Michaelis meldete, daß alles zum Konzert bereit sei, und half dem König, sich zurechtzumachen. Friedrich nahm seine Flöte, suchte die Noten zusammen und ging durch das Schreibzimmer in den Musiksaal hinaus, wo eine kleine, aber auserlesene Gesellschaft wartete, vom Schein der unzähligen Kerzen des Kronleuchters überflutet.
Er verteilte die Stimmen unter die Musiker, tauschte ein paar scherzhafte Worte mit Meister Graun aus, der am Flügel saß, ging an sein Pult und gab das Zeichen zum Beginn.

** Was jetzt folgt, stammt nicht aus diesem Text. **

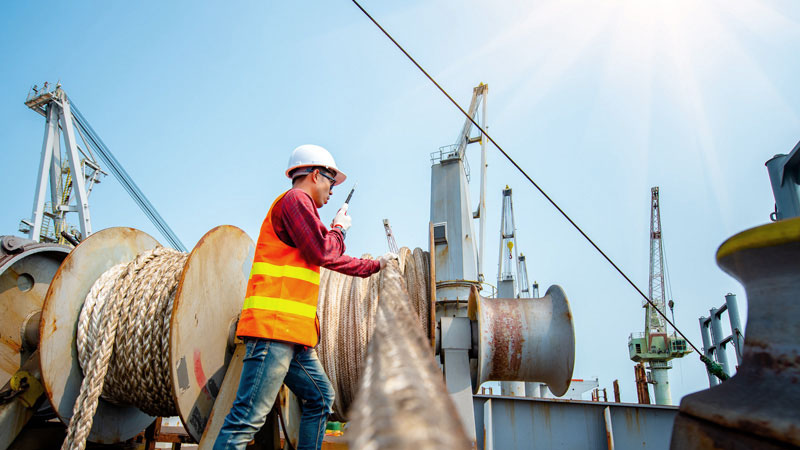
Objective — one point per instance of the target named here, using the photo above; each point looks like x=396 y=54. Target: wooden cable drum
x=195 y=330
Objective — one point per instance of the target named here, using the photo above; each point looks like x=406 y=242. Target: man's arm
x=317 y=244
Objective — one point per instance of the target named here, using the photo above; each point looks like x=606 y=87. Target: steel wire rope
x=125 y=180
x=348 y=313
x=517 y=166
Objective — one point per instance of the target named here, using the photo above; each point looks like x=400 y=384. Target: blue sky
x=598 y=101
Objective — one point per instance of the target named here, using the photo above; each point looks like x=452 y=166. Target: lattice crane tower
x=655 y=346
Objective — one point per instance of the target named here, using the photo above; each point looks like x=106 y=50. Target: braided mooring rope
x=123 y=340
x=123 y=333
x=347 y=310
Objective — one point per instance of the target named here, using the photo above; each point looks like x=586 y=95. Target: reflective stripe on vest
x=281 y=298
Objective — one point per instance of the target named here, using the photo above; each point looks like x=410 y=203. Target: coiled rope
x=123 y=333
x=123 y=340
x=347 y=310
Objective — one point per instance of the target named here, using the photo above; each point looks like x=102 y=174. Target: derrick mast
x=655 y=346
x=506 y=284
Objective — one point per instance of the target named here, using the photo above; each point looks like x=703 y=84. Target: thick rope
x=402 y=400
x=123 y=340
x=347 y=310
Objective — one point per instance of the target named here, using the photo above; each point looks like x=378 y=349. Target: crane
x=82 y=172
x=655 y=346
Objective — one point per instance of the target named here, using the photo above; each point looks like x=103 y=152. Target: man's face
x=323 y=186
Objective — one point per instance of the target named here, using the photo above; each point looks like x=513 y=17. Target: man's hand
x=386 y=258
x=342 y=219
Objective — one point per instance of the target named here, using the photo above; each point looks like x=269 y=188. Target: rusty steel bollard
x=759 y=407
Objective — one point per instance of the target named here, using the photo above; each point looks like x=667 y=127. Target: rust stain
x=506 y=331
x=199 y=375
x=10 y=344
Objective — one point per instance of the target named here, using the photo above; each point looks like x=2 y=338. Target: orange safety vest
x=281 y=298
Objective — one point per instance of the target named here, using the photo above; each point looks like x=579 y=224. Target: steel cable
x=517 y=166
x=347 y=309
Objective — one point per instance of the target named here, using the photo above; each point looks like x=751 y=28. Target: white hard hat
x=310 y=155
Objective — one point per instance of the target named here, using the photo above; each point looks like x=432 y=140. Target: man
x=279 y=323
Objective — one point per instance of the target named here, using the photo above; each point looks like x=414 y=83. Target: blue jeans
x=267 y=365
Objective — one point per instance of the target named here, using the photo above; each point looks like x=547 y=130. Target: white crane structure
x=655 y=346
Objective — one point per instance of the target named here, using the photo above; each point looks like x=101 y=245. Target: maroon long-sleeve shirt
x=297 y=224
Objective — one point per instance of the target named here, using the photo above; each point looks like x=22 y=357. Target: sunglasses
x=329 y=177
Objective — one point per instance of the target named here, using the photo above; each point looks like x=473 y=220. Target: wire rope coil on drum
x=347 y=309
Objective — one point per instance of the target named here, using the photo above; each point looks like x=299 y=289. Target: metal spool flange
x=204 y=316
x=61 y=372
x=525 y=339
x=26 y=268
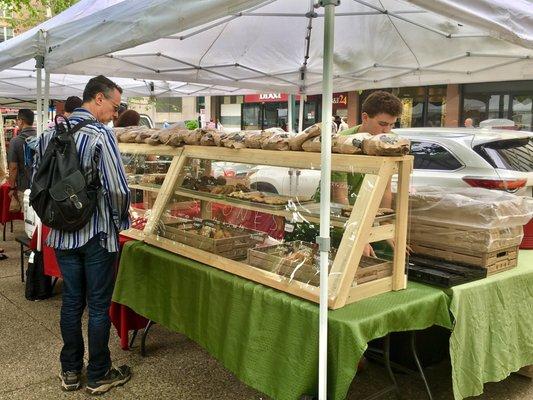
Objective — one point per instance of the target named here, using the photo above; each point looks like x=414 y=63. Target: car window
x=515 y=154
x=430 y=155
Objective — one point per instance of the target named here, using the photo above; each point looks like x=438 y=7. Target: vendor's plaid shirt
x=95 y=142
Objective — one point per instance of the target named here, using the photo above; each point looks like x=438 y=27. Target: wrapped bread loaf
x=234 y=140
x=193 y=137
x=142 y=136
x=386 y=144
x=349 y=144
x=296 y=142
x=277 y=141
x=153 y=139
x=313 y=145
x=177 y=138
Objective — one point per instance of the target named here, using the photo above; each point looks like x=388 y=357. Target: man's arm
x=113 y=179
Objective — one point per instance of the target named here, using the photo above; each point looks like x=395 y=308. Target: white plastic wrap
x=470 y=208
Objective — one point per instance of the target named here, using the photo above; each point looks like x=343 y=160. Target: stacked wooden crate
x=474 y=227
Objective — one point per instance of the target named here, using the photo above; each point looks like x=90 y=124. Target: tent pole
x=46 y=99
x=325 y=186
x=290 y=113
x=39 y=67
x=301 y=113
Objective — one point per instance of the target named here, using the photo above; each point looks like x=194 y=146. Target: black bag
x=38 y=285
x=60 y=195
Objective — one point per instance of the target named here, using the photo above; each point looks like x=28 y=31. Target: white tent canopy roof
x=272 y=45
x=21 y=83
x=30 y=43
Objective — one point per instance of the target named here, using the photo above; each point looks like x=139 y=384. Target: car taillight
x=499 y=184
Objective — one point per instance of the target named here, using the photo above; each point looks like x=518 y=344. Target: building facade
x=423 y=106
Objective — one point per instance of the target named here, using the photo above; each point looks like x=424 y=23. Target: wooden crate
x=234 y=247
x=427 y=233
x=270 y=258
x=493 y=261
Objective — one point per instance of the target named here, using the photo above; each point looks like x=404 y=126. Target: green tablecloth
x=493 y=327
x=267 y=338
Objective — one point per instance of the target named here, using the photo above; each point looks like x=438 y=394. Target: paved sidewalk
x=175 y=368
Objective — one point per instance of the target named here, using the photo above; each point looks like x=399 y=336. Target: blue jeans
x=88 y=278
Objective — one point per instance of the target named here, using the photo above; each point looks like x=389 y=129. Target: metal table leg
x=133 y=336
x=143 y=337
x=419 y=366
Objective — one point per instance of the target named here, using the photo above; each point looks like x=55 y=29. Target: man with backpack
x=86 y=255
x=19 y=170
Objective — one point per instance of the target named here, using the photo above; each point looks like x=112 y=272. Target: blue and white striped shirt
x=95 y=142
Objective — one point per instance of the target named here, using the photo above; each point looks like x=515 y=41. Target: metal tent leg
x=419 y=366
x=143 y=337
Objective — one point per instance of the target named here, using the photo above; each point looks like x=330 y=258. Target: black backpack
x=60 y=195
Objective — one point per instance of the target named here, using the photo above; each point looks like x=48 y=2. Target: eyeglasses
x=115 y=106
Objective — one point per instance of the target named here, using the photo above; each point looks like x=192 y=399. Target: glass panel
x=432 y=156
x=262 y=216
x=250 y=116
x=523 y=112
x=413 y=100
x=145 y=175
x=514 y=154
x=475 y=107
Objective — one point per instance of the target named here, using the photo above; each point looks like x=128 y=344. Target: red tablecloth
x=5 y=201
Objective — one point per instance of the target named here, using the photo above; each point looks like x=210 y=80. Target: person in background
x=87 y=257
x=71 y=104
x=343 y=125
x=121 y=109
x=128 y=118
x=19 y=167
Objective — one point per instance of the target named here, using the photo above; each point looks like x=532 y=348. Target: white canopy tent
x=21 y=83
x=288 y=46
x=387 y=43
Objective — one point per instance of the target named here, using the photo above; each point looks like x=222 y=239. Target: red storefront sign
x=266 y=97
x=339 y=99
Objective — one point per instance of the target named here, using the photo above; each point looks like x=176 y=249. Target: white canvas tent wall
x=253 y=44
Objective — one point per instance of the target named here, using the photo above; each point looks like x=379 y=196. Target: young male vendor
x=379 y=114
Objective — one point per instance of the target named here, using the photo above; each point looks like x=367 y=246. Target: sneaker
x=114 y=377
x=70 y=380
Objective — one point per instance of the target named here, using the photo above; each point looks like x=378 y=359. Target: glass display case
x=256 y=213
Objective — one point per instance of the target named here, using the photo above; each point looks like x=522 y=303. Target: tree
x=29 y=13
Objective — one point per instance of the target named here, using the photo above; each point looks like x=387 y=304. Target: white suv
x=449 y=157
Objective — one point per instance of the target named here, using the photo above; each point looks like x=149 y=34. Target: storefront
x=511 y=100
x=422 y=105
x=267 y=110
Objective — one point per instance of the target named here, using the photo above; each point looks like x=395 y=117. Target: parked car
x=449 y=157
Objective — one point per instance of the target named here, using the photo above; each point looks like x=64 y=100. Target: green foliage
x=191 y=124
x=29 y=13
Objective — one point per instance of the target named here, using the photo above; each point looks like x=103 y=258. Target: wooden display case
x=346 y=285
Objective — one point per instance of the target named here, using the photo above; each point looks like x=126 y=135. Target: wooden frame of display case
x=359 y=229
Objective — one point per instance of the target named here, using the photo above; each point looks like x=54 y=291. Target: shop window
x=430 y=155
x=250 y=116
x=523 y=112
x=169 y=104
x=200 y=103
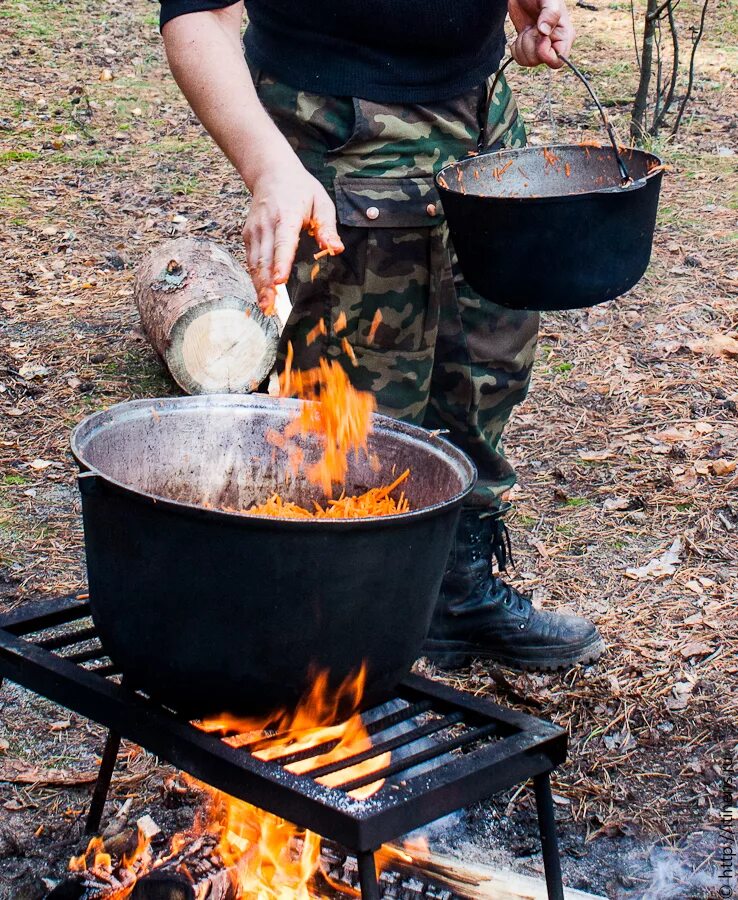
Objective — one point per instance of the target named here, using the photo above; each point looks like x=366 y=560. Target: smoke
x=677 y=875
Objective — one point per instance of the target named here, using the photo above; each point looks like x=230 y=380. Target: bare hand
x=544 y=29
x=285 y=200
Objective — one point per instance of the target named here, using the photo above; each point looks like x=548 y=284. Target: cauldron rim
x=101 y=419
x=613 y=189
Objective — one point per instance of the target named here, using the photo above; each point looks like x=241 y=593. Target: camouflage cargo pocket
x=394 y=224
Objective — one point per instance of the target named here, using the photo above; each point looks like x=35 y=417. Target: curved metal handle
x=622 y=168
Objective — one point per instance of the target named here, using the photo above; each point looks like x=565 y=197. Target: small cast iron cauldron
x=556 y=227
x=211 y=611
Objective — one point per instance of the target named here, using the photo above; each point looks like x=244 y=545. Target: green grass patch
x=14 y=479
x=576 y=502
x=562 y=368
x=184 y=185
x=18 y=155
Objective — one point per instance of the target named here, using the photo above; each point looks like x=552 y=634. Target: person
x=337 y=114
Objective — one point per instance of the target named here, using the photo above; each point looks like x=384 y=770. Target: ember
x=263 y=855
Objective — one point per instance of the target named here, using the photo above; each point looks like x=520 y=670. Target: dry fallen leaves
x=660 y=567
x=19 y=771
x=715 y=345
x=595 y=455
x=695 y=648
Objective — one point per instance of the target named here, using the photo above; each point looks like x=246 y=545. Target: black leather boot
x=479 y=616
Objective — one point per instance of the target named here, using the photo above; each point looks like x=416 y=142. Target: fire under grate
x=449 y=749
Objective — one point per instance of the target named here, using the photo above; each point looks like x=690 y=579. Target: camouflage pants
x=443 y=356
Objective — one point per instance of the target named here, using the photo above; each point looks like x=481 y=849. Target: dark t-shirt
x=409 y=51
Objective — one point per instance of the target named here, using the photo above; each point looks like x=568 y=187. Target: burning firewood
x=162 y=886
x=200 y=312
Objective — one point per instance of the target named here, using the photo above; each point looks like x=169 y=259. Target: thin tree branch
x=635 y=36
x=690 y=83
x=669 y=98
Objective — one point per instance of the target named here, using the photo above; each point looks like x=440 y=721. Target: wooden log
x=199 y=310
x=481 y=882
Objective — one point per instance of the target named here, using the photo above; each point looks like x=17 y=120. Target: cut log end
x=221 y=349
x=200 y=311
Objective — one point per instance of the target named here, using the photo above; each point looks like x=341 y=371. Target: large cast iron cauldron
x=209 y=610
x=555 y=227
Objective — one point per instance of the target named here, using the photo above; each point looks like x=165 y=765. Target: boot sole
x=457 y=654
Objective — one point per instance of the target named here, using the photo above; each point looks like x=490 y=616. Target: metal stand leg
x=549 y=842
x=100 y=792
x=368 y=876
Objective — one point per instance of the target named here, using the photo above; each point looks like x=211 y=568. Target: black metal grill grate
x=448 y=749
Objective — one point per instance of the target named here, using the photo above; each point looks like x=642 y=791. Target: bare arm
x=206 y=58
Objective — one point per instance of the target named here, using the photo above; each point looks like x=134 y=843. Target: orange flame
x=337 y=413
x=267 y=857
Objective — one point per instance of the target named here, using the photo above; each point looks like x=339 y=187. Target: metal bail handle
x=624 y=174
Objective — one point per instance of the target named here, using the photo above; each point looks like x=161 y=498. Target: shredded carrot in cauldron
x=374 y=502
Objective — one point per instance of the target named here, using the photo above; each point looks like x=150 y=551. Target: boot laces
x=501 y=552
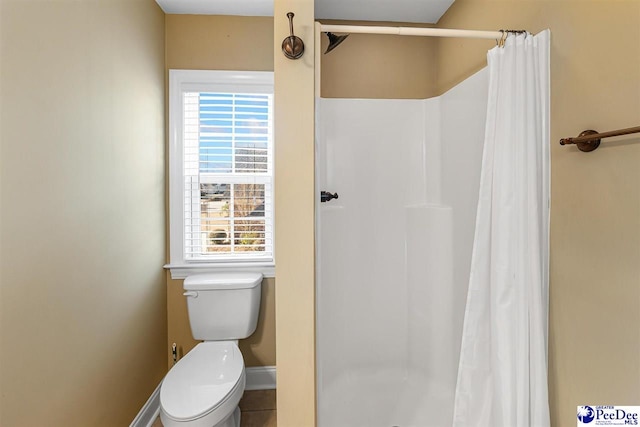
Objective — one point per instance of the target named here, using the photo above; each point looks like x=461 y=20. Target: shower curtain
x=502 y=375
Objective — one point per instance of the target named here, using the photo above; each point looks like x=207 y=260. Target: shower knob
x=325 y=196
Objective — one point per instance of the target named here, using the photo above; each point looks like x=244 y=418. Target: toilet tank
x=223 y=306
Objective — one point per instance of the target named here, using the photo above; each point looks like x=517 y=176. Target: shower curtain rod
x=412 y=31
x=589 y=140
x=401 y=31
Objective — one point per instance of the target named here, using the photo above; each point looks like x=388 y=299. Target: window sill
x=181 y=271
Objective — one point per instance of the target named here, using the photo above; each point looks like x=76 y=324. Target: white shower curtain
x=502 y=376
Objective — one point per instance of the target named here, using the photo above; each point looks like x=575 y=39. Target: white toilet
x=203 y=389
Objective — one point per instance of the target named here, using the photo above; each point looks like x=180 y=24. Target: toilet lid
x=201 y=380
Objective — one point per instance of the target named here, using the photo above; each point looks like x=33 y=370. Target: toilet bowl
x=203 y=389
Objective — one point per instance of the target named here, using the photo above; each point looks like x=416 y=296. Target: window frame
x=181 y=81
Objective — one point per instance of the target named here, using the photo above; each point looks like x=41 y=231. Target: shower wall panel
x=393 y=252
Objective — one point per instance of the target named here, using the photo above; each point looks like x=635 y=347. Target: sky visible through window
x=232 y=122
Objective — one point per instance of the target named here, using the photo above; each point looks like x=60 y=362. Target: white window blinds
x=228 y=176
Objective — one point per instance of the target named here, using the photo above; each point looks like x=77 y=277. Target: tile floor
x=258 y=409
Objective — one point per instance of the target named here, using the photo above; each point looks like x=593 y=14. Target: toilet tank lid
x=211 y=281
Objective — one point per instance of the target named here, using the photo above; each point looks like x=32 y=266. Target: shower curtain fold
x=502 y=374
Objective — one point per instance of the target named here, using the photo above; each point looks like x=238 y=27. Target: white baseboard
x=261 y=378
x=150 y=411
x=258 y=378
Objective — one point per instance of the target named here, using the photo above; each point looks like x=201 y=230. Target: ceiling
x=419 y=11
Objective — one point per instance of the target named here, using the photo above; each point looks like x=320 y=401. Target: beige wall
x=82 y=311
x=295 y=198
x=221 y=43
x=594 y=337
x=379 y=66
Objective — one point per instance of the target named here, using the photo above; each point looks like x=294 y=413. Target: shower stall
x=394 y=252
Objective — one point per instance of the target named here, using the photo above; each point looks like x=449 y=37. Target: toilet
x=203 y=389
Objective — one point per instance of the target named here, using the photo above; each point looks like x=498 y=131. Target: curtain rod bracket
x=589 y=140
x=584 y=146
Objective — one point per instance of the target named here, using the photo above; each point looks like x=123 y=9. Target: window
x=221 y=171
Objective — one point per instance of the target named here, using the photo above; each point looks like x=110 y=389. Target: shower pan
x=393 y=253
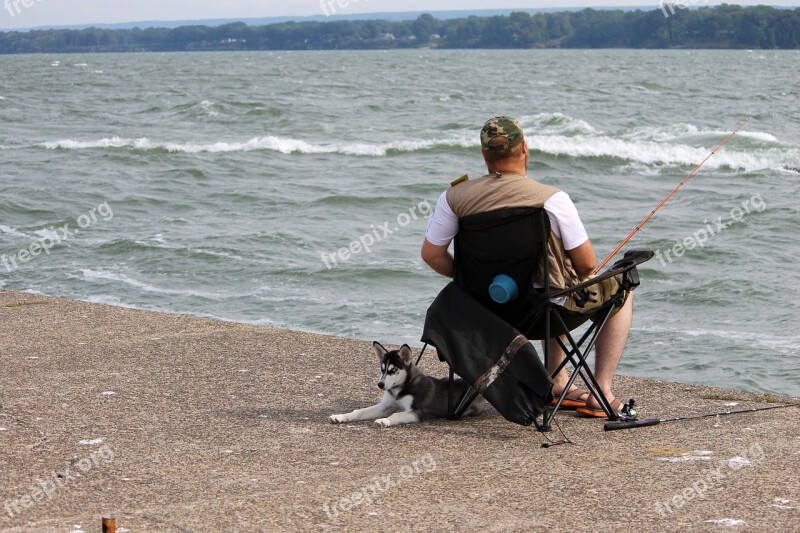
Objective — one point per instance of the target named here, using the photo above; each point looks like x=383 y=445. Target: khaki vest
x=499 y=191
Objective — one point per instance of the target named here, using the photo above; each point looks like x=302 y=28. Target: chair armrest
x=628 y=263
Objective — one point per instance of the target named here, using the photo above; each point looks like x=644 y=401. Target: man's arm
x=438 y=258
x=583 y=259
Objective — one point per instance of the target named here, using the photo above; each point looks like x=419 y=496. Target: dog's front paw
x=337 y=419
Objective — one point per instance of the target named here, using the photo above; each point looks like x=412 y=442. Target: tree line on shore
x=725 y=26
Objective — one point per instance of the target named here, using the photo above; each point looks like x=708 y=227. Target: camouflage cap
x=501 y=132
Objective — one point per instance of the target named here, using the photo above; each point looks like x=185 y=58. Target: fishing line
x=670 y=195
x=630 y=424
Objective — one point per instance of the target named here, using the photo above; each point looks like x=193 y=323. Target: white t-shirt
x=564 y=222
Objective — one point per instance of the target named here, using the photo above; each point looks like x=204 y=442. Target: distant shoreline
x=723 y=27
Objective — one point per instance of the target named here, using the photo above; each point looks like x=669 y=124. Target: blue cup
x=503 y=289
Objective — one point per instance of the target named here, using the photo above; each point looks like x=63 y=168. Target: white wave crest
x=8 y=230
x=655 y=153
x=97 y=275
x=269 y=143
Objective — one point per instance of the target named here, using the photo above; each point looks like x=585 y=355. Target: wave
x=646 y=149
x=8 y=230
x=99 y=276
x=268 y=143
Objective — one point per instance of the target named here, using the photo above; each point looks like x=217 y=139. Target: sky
x=33 y=13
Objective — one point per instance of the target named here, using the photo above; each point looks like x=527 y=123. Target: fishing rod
x=630 y=424
x=666 y=199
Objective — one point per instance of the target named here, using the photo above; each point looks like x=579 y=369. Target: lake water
x=223 y=185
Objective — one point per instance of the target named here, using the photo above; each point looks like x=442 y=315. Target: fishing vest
x=499 y=191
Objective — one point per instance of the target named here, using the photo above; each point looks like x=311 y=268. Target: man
x=572 y=257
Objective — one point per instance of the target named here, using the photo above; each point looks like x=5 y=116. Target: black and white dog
x=409 y=394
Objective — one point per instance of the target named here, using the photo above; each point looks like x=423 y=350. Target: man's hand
x=438 y=258
x=583 y=259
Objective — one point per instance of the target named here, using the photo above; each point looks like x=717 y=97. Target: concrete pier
x=170 y=423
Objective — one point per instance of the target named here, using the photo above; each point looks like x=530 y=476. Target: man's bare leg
x=608 y=349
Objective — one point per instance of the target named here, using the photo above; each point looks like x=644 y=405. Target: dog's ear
x=380 y=351
x=405 y=353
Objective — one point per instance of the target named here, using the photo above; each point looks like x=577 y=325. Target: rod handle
x=630 y=424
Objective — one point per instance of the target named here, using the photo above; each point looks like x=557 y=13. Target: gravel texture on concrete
x=171 y=423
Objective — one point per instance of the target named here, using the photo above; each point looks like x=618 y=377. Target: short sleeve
x=564 y=220
x=443 y=225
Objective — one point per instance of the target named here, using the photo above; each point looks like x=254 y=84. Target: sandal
x=573 y=400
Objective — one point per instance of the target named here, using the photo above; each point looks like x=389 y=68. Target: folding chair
x=488 y=343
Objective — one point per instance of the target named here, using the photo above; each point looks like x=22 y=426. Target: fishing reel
x=628 y=411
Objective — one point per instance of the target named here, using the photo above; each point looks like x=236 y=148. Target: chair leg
x=577 y=357
x=450 y=410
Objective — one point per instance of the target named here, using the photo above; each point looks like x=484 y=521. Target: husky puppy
x=409 y=394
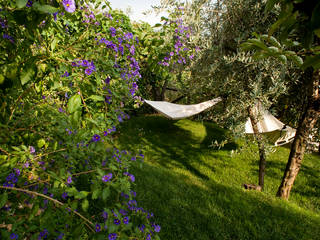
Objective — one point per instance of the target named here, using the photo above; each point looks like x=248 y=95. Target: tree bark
x=253 y=115
x=306 y=123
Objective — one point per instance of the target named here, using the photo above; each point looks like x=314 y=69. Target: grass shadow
x=173 y=143
x=188 y=209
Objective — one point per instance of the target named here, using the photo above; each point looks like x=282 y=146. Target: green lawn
x=195 y=192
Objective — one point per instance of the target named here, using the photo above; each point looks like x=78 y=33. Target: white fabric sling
x=179 y=111
x=281 y=133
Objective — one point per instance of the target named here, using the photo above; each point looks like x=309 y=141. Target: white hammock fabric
x=280 y=133
x=179 y=111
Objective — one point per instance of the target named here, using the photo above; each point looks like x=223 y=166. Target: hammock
x=275 y=130
x=179 y=111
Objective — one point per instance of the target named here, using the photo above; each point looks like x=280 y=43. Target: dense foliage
x=68 y=72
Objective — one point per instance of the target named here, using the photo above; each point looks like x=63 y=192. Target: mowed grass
x=195 y=192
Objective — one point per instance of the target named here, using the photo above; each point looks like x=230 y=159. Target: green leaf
x=26 y=75
x=95 y=193
x=41 y=142
x=105 y=193
x=313 y=61
x=44 y=8
x=96 y=98
x=296 y=59
x=282 y=58
x=85 y=205
x=21 y=3
x=74 y=103
x=54 y=43
x=270 y=4
x=258 y=43
x=273 y=49
x=3 y=199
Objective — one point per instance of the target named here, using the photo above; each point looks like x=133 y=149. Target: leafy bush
x=68 y=72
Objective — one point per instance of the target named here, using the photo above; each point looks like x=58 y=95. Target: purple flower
x=43 y=234
x=133 y=193
x=106 y=178
x=66 y=74
x=96 y=138
x=55 y=16
x=14 y=236
x=113 y=236
x=69 y=180
x=10 y=177
x=157 y=228
x=104 y=214
x=64 y=195
x=132 y=50
x=98 y=228
x=131 y=177
x=85 y=63
x=126 y=220
x=69 y=5
x=107 y=81
x=123 y=212
x=142 y=227
x=17 y=171
x=113 y=31
x=60 y=236
x=32 y=149
x=88 y=71
x=121 y=49
x=29 y=3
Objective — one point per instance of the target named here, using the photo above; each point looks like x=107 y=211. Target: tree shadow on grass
x=171 y=143
x=306 y=185
x=187 y=209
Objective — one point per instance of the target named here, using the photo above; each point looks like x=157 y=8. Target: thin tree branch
x=53 y=200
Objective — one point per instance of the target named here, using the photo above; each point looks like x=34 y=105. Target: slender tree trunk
x=306 y=123
x=253 y=115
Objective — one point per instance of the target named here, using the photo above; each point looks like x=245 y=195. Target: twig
x=46 y=154
x=84 y=103
x=41 y=181
x=2 y=150
x=53 y=200
x=19 y=98
x=90 y=171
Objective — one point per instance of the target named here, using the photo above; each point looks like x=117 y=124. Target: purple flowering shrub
x=165 y=51
x=70 y=72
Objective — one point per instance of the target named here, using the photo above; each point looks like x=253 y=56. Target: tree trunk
x=306 y=123
x=262 y=154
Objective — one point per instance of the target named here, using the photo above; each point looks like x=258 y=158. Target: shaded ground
x=195 y=191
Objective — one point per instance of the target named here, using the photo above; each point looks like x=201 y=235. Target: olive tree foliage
x=68 y=72
x=298 y=23
x=223 y=69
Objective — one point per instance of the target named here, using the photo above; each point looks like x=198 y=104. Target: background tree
x=299 y=25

Alles lauschte andächtig – die alten Generale ganz gehorsamst, als gälte es eine Ordre de bataille zu empfangen. Pöllnitz litt unsägliche Qualen.
Nach Beendigung des Konzertes ging Friedrich hin und klopfte ihm mit der Flöte auf die Schulter.
»Nun, Pöllnitz, habe ich auch einen Ohrenschmaus für Ihn! Seinen Freund Capello, den Er so gern in Berlin sehen wollte, habe ich aufheben und in festen Gewahrsam bringen lassen! Das war eine gute Idee von Ihm!«
»Von mir?« rief Pöllnitz entsetzt, »Majestät verzeihen, aber –«
»Ich weiß«, unterbrach ihn Friedrich, »Er hat mich nicht direkt darum gebeten. Vorsichtig wie immer, hat Er sich mit Andeutungen begnügt! – Ich glaube sogar, Er hat weiter nichts als seine Durchreise erwähnt! Das genügt aber, damit ich weiß, was ich tun soll! Er hat mich also gut bedient! Denn jetzt werden wir bald das Vergnügen haben, die Pirouetten der schönen Barberina hier zu bewundern – dank Seiner Findigkeit, Pöllnitz!«
»Ich versichere aber –«
»Gebe Er sich keine Mühe! Ich glaube Ihm doch keine Seiner Versicherungen! Er hat aber Pech, daß Er nicht dabeisein kann! Als Connaisseur und Verehrer Terpsichores würde Er sicher auf Seine Kosten kommen! Nun – Er hat ja Seine reiche Witwe! Wer weiß, was für Sprünge die Ihm macht!«
Und damit drehte er dem Zeremonienmeister den Rücken, legte die Flöte auf sein aus Schildpatt und Perlmutter angefertigtes Notenpult nieder und befahl das Souper.